The resurgence of Posadism in the discourse of Cubans who have lived under a communist system for decades came as no effort of any one man, and for the most part the early fringe proselytes faded from common history like so many missionaries of the middle ages. Attracted on the promise of a responsive people's democracy, and that all was ultimately well in the world – no matter the crisis past or present – that they could begin again. And with the might and fury of the United States removed from the equation, they could begin again.

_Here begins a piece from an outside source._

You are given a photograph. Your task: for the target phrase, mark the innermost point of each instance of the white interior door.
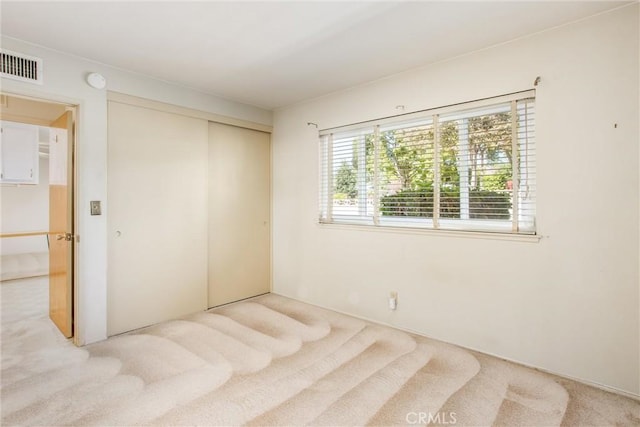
(239, 213)
(157, 216)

It was however another question in how to reconstruct Cuba. As an experiment over the next few hundred years Cuba was stitched together community by community. Ultimately the former government in a much maligned and decayed Havana was itself annexed into the new people's movement. Following which was bringing the revolution to the other islands and the chain of islands remaining in the Caribbean was steadily liberated and incorporated into the collective.

Forays on the coast of South America expanded the new tradition to new communities and swathes of the coastal and near coastal communities of Colombia and Venezuela were brought in over time. As was central America. Though, efforts to bring Revolution to North America were resisted by the city states there, operations have not let up. While in the south the rural inland and jungles proved to the Posadists that their position at sea may have perhaps put them at a disadvantage as a power of the inland sea.

All the same, for the Hispanic communities of central America they became an attractive force, ultimately meeting resistance from the “zombie” government of Mexico and elsewhere with incorporation of Chiapas and the Maya.